Foi o que ocorreu quando condenou o movimento modernista — “síntese de todas as heresias”,
conforme o definiu —, que se infiltrara sub-repticiamente nas próprias
fileiras católicas, com a finalidade de modernizar, adaptar e deturpar
inteiramente o ensinamento tradicional da Igreja.
Assim,
o Santo Padre lançou várias advertências aos mentores desse movimento,
os quais não as levaram em consideração, pois se obstinavam no mal e
procuravam corromper outros membros da Igreja e até mesmo da alta
Hierarquia eclesiástica. Publicou então sua estupenda Encíclica Pascendi Dominici Gregis, de 8 de setembro de 1907, fulminando o modernismo . Tal documento completava a condenação já expressa no Decreto Lamentabili Sane Exitu, de 3 de julho do mesmo ano.

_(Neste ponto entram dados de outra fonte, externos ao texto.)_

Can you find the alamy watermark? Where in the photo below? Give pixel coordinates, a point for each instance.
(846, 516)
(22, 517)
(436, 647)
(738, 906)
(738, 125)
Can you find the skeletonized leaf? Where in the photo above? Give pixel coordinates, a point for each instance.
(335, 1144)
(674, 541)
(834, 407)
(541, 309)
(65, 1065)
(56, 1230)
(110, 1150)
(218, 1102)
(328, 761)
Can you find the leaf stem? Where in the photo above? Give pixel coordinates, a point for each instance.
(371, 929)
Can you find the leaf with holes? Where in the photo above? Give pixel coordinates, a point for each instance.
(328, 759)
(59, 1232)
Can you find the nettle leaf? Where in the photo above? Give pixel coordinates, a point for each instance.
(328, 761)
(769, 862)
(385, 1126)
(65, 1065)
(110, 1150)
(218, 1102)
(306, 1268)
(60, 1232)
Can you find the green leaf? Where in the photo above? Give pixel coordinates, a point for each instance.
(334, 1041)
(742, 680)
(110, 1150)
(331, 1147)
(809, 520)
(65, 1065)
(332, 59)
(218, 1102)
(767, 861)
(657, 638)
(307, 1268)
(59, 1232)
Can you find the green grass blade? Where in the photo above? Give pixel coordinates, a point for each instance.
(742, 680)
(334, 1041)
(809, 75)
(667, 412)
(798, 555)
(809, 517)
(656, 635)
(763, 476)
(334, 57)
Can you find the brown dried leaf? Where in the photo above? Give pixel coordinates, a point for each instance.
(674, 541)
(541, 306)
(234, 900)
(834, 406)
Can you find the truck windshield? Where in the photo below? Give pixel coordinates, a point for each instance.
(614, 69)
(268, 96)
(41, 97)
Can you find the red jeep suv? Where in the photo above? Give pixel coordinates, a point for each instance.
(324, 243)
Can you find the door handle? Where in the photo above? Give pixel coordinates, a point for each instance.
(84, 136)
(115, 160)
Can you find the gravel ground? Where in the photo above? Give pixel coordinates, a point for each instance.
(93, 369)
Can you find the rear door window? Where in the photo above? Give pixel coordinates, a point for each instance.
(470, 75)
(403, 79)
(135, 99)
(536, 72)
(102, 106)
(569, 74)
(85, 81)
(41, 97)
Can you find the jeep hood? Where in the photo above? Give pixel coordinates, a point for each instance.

O neomodernismo de nossos tempos
Como
se pode observar, vem de há muito a tentativa de infiltração no
interior da Santa Igreja, por parte de inimigos velados ou declarados, a
fim de “modernizar”, adaptar aos novos tempos e adulterar o Magistério
tradicional e infalível da Santa Igreja Católica Apostólica Romana.
Peçamos
ao ínclito Papa São Pio X o discernimento, a argúcia, a energia e a
combatividade que ele teve ao enfrentar destemidamente as raízes dos
erros que, em nossos dias, professa o chamado progressismo católico,
continuador do modernismo de sua época.
São Pio X condena o modernismo
“Os mais perigosos inimigos da Igreja”
“Não
se afastará, portanto, da verdade quem os tiver como os mais perigosos
inimigos da Igreja. Estes, em verdade, como dissemos, não já fora, mas
dentro da Igreja, tramam seus perniciosos desígnios; e por isto, é por
assim dizer nas próprias veias e entranhas dela que se acha o perigo,
tanto mais ruinoso quanto mais intimamente eles a conhecem. Além de que,
não sobre as ramagens e os brotos, mas sobre as mesmas raízes, que são a
Fé e suas fibras mais vitais, é que meneiam eles o machado. Batida pois
esta raiz da imortalidade, continuam a derramar o vírus por toda a
árvore, de sorte que coisa alguma poupam da verdade católica, nenhuma
verdade há que não intentem contaminar. E ainda vão mais longe; pois,
pondo em obra o sem número de seus maléficos ardis, não há quem os vença
em manhas e astúcias, porquanto fazem promiscuamente o papel ora de
racionalistas, ora de católicos, e isto com tal dissimulação, que
arrastam sem dificuldade ao erro qualquer incauto; e sendo ousados como
os que mais o são, não há conseqüências de que se amedrontem e que não
aceitem com obstinação e sem escrúpulos (nº 3) [...].
Já
não se trata aqui do velho erro, que à natureza humana atribuía um
quase direito à ordem sobrenatural. Vai-se muito mais longe ainda;
chega-se até a afirmar [na doutrina modernista] que a nossa santíssima
religião, no homem Jesus Cristo assim como em nós, é fruto inteiramente
da natureza. Nada pode vir mais a propósito para dar cabo de toda ordem
sobrenatural” (nº 10).
(Encíclica de São Pio X sobre as Doutrinas Modernistas, Pascendi
Dominici Gregis, de 8-9-1907, Editora Vozes Ltda, Petrópolis, 1948, pp.
4-5; 10-11).
_____________________________________________________________________
Notas:
1
Na contracapa da edição de julho de Catolicismo, vem descrito o papel
fundamental representado pelo então Mons. Merry del Val (depois Cardeal)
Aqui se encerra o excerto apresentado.